Lihat ke Halaman Asli

Pak Suka

Jurnalis

Meningkatkan Ketahanan Budaya dan Kearifan Nusantara

Diperbarui: 5 September 2024   06:28

Kompasiana adalah platform blog. Konten ini menjadi tanggung jawab bloger dan tidak mewakili pandangan redaksi Kompas.

Forum diskusi Meningkatkan Ketahanan Budaya dan Kearifan Nusantara,  hari Minggu, 1 September 2024/dokpri

Membaca hasil forum diskusi yang mengangkat tema Meningkatkan Ketahanan Budaya dan Kearifan Nusantara, yang telah diselengarakan pada hari Minggu, 1 September 2024, dari jam 1300 -- 1700, oleh  Masyarakat Pecinta Warisan Medang ( Medang Heritage Society, MHS) bekerja sama dengan Padepokan Ki Soemarsono Noto Widjoyo di pendapa  Dalem Noto Widjayan, di Jalan Grogol 89, Dinginan, Sumberharjo, Prambanan, Sleman, pantas untuk mendapatkan apresiasi dari semua pihak, sebagai bangsa negara yang berbudaya.

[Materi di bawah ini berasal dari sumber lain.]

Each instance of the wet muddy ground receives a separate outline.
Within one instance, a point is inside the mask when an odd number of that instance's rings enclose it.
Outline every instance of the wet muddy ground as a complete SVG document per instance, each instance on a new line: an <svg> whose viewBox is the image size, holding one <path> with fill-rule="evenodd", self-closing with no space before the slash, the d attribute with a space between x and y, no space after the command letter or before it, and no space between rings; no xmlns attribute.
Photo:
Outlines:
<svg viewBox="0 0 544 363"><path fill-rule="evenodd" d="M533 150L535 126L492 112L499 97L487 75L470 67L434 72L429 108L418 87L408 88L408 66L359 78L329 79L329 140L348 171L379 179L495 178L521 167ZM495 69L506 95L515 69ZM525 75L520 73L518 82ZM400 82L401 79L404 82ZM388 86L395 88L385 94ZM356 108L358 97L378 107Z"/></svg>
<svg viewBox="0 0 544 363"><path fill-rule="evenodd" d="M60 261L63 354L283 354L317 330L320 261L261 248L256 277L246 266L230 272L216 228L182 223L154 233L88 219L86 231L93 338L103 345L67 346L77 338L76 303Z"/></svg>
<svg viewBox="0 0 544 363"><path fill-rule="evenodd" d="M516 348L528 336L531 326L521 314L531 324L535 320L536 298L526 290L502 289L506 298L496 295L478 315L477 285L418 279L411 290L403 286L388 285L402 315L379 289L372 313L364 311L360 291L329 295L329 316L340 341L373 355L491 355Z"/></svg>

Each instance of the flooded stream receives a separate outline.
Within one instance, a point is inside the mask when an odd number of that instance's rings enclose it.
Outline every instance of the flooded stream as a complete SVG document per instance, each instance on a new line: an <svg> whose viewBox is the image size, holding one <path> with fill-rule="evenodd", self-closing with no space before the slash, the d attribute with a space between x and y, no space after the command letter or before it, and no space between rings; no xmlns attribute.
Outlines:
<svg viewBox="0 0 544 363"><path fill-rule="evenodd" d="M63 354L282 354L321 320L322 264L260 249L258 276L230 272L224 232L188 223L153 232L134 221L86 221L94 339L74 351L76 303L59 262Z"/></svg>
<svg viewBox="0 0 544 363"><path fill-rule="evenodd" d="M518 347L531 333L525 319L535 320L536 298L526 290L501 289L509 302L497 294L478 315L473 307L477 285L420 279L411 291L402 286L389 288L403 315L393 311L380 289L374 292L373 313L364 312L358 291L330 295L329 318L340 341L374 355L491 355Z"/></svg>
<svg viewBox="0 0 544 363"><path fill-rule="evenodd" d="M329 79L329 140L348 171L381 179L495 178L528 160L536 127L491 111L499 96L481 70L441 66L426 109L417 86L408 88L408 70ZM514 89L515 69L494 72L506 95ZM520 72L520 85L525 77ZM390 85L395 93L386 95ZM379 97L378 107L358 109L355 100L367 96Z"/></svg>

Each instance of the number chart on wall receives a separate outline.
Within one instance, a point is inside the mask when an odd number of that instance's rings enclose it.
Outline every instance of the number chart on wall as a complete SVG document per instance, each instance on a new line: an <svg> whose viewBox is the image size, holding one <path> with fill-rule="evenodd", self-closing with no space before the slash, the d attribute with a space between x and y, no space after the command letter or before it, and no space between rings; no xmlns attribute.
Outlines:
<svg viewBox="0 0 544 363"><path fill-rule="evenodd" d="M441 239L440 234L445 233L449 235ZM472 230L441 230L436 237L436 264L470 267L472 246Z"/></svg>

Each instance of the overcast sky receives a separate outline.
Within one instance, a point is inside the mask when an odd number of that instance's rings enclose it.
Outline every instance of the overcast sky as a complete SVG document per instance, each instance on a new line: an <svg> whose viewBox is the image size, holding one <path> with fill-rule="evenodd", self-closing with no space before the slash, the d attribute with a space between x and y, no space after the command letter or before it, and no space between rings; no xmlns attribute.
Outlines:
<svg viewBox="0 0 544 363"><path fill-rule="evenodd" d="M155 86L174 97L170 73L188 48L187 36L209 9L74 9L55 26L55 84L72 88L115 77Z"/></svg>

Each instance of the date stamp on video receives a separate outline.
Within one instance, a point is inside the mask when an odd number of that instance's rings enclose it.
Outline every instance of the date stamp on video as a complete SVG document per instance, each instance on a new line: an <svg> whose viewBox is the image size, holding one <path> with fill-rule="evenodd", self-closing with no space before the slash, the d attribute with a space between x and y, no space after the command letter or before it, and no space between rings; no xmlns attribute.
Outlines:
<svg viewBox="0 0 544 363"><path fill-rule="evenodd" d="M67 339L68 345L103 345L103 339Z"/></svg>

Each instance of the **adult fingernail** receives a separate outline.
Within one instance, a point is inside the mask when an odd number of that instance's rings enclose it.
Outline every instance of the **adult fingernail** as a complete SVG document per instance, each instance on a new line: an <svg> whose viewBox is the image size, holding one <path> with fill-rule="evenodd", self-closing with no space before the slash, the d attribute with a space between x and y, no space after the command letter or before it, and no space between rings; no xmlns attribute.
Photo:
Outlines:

Diskusi dipimpin oleh Ki Dr. Budiono Santoso Setradjaja dan Bapak Novo Indarto dari MHS selaku moderator dan Ki Soemarsono Noto Widjojo selaku narasumber dan diikuti secara aktif oleh tiga puluh lima (35) peserta  pecinta budaya dan kearifan Nusantara yang mewakili komunitas masing-masing, termasuk MHS, komunitas Surya Budaya Nusantara, Rumah Sakit Soeradji Tirtonegoro, Keluarga Alumni Gadjah Mada (KAGAMA), Bursa Kerja Khusus (BKK) Solo dan lain-lain.

Forum diskusi ditujukan untuk membahas ketahanan budaya dan kearifan Nusantara meliputi  pengertiannya, permasalahan yang dihadapi dan beberapa contoh kasusnya, dampak menurunnya ketahanan budaya dan kearifan Nusantara, ruang lingkup dan langkah-langkah strategi peningkatan ketahanan budaya dan kearifan Nusantara, dan mempelajari kemungkinan  apakah diperlukan semacam aliansi nasional untuk mengaktifkan serta  tindak lanjut aksi nyata untuk meningkatkan ketahanan budaya dan ketahanan Nusantara.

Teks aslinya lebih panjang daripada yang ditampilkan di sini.